First day of classes

We started classes on Tuesday, May 27th.

We are taking Creative Writing (in English) with Professor Rufo Quintavalle, and Translation of Classics (en français) with Professor Hédi Kaddour.

I think they’ll both be useful for us as translators– because we are writing as well as expressing the message of the author.

Prof. Quintavalle gave us two quotes to ponder about writing, the other day.

“The fiction I’m most interested in has lines of reference to the real world. None of my stories really happened, of course. But there’s always something, some element, something said to me or that I witnessed, that may be the starting place. Here’s an example: ‘That’s the last Christmas you’ll ever ruin for us!’ I was drunk when I heard that, but I remembered it. And later, much later, when I was sober using only that one line and other things I imagined, imagined so accurately that they could have happened, I made a story—‘A Serious Talk.’”
– Raymond Carver

“The artist uses his reason to discover an answering reason in everything he sees. For him, to be reasonable is to find, in the object, in the situation, in the sequence, the spirit which makes it itself. This is not an easy or simple thing to do.
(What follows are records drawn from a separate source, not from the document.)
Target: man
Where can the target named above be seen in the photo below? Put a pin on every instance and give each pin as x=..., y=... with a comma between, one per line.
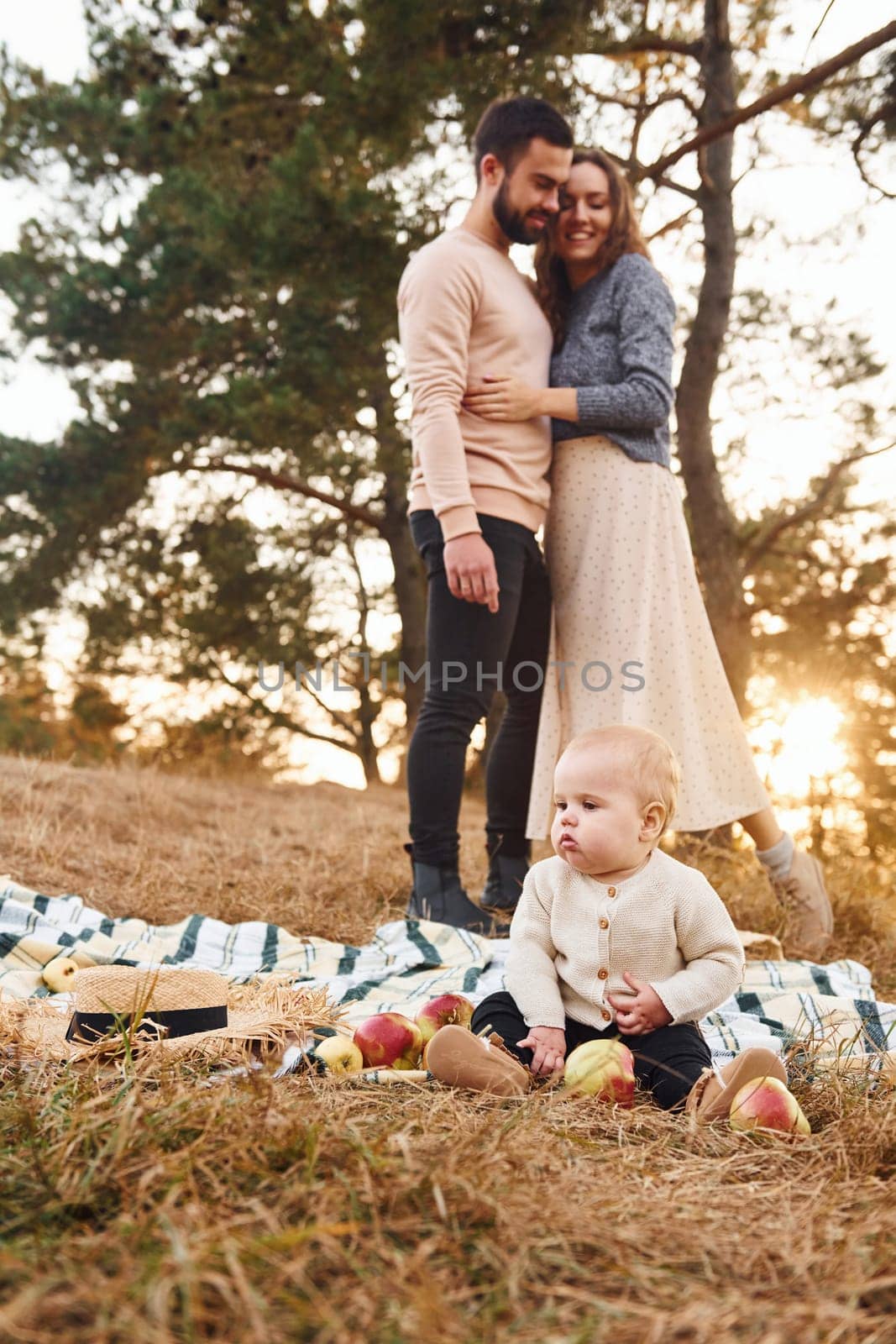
x=479, y=495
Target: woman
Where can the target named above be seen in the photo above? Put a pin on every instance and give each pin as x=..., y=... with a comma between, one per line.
x=629, y=620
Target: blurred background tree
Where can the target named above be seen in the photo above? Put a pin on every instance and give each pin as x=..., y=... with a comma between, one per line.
x=238, y=188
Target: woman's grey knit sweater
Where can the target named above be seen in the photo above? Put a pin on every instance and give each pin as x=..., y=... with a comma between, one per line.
x=618, y=354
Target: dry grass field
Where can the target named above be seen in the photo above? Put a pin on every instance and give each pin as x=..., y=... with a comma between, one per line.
x=265, y=1211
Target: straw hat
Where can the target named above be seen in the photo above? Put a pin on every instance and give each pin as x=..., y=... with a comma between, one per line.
x=164, y=1012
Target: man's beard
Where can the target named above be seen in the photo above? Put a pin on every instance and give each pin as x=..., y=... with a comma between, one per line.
x=512, y=221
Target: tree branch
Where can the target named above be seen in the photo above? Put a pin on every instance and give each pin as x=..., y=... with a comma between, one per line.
x=799, y=84
x=280, y=481
x=651, y=42
x=810, y=510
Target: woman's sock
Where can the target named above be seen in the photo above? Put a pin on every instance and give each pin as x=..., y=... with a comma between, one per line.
x=779, y=858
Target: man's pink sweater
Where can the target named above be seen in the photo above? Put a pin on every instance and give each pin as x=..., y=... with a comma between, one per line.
x=465, y=311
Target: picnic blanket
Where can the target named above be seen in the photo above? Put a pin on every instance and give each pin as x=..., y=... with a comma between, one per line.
x=829, y=1012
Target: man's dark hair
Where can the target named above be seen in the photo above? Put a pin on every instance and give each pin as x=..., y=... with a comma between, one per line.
x=510, y=124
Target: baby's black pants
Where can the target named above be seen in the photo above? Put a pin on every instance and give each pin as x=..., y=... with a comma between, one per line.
x=667, y=1061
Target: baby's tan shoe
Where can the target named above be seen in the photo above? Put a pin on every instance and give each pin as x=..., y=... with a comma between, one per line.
x=458, y=1058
It is to intrude upon the timeless, and that is only done by the violence of a single-minded respect for the truth.

It follows from all this that there is no technique that can be discovered and applied to make it possible for one to write. If you go to a school where there are classes in writing, these classes should not be to teach you how to write, but to teach you the limits and possibilities of words and the respect due to them. One thing that is always with the writer– no matter how long he has written or how good he is– is the continuing process of learning how to write.”
– Flannery O’Connor

Weekend in Lyon

The weekend of May 23rd, we went to Lyon to attend a seminar at the Villa Gillet and the Assises Internationales du Roman (AIR).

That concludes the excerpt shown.